GENEVA - The ozone layer that shields life from the sun's harmful rays is projected to largely recover from harmful chemicals by mid-century, but it will take longer over the polar regions, a United Nations study said on Thursday.
Ozone depletion will continue for many more decades because several key damaging substances endure in the atmosphere for a long time after emissions end, it said.
"Over the past decade, global ozone and ozone in the Arctic and Antarctic regions is no longer decreasing but it is not yet increasing," said the report by the World Meteorological Organization (WMO) and the U.N. Environment Programme (UNEP).
While chemicals such as chlorofluorocarbons (CFCs), once used in refrigerators and other appliances, have been phased out, demand for replacements such as hydrofluorocarbons (HCFCs) and hydrofluorocarbons (HFCs) has increased.
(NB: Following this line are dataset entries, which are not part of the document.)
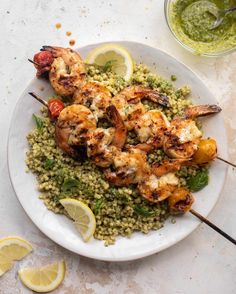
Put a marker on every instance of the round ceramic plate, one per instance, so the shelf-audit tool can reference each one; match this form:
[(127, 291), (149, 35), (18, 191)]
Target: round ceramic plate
[(58, 227)]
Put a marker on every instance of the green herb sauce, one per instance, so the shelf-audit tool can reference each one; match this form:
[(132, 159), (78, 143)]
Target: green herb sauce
[(192, 21)]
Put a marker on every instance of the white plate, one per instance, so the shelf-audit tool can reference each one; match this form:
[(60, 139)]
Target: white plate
[(59, 228)]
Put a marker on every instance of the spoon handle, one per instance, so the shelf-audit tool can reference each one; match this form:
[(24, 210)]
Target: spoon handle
[(230, 9)]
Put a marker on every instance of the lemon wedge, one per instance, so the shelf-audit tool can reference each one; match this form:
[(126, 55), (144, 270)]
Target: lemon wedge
[(11, 249), (44, 279), (83, 216), (114, 56)]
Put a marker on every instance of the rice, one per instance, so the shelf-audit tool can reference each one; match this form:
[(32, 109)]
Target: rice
[(118, 211)]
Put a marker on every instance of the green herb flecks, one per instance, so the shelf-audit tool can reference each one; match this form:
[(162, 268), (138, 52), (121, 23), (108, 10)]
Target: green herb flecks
[(142, 211), (98, 206), (108, 65), (49, 163), (70, 186), (39, 122), (173, 78), (199, 181)]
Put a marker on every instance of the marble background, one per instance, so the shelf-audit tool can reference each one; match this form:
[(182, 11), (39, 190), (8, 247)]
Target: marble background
[(202, 263)]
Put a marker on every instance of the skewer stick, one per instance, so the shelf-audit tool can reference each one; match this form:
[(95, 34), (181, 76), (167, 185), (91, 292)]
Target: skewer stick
[(214, 227), (226, 161), (39, 99), (35, 63), (202, 218)]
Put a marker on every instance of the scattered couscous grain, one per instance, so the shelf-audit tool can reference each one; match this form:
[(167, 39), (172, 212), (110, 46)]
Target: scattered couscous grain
[(118, 211)]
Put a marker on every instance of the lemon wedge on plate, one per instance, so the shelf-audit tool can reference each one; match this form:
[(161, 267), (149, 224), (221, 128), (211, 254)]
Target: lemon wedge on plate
[(83, 216), (11, 249), (113, 56), (43, 279)]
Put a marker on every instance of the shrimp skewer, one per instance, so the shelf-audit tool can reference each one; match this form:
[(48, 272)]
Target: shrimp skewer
[(156, 189), (182, 138), (94, 95), (128, 168), (72, 127), (128, 103), (65, 67), (104, 144)]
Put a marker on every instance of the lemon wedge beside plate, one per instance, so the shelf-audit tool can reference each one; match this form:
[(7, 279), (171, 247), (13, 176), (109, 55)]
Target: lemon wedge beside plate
[(83, 216), (44, 279), (12, 249), (114, 56)]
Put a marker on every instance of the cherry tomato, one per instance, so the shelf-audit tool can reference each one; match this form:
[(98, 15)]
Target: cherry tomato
[(55, 106), (43, 58)]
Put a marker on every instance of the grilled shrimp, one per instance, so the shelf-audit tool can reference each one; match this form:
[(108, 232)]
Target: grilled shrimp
[(183, 137), (206, 151), (128, 168), (150, 129), (128, 103), (67, 71), (166, 166), (72, 127), (156, 189), (104, 144), (95, 96), (180, 201), (201, 110)]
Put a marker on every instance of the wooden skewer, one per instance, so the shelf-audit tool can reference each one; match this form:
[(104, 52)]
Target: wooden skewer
[(38, 98), (214, 227), (195, 213), (226, 161), (35, 63)]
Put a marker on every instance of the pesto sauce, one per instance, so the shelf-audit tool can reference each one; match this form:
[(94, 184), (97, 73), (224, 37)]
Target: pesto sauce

Many are also potent greenhouse gases, blamed for causing global warming.
The report by 300 scientists credited the 1987 Montreal Protocol signed by some 200 countries with stopping additional ozone loss and helping to mitigate the greenhouse effect.
"It has protected the stratospheric ozone layer from much higher levels of depletion by phasing out production and consumption of ozone depleting substances," a statement said.
"As a result of the phase-out of ozone depleting substances under the Montreal Protocol, the ozone layer outside the polar regions is projected to recover to its pre-1980 levels some time before the middle of this century."
However, the ozone hole which forms over the Antarctic every springtime is only expected to return to the pre-1980 benchmark values "in the late 21st century", the report said.
High levels of ultraviolet rays continue to be detected in Antarctica when the springtime ozone hole is large, it added.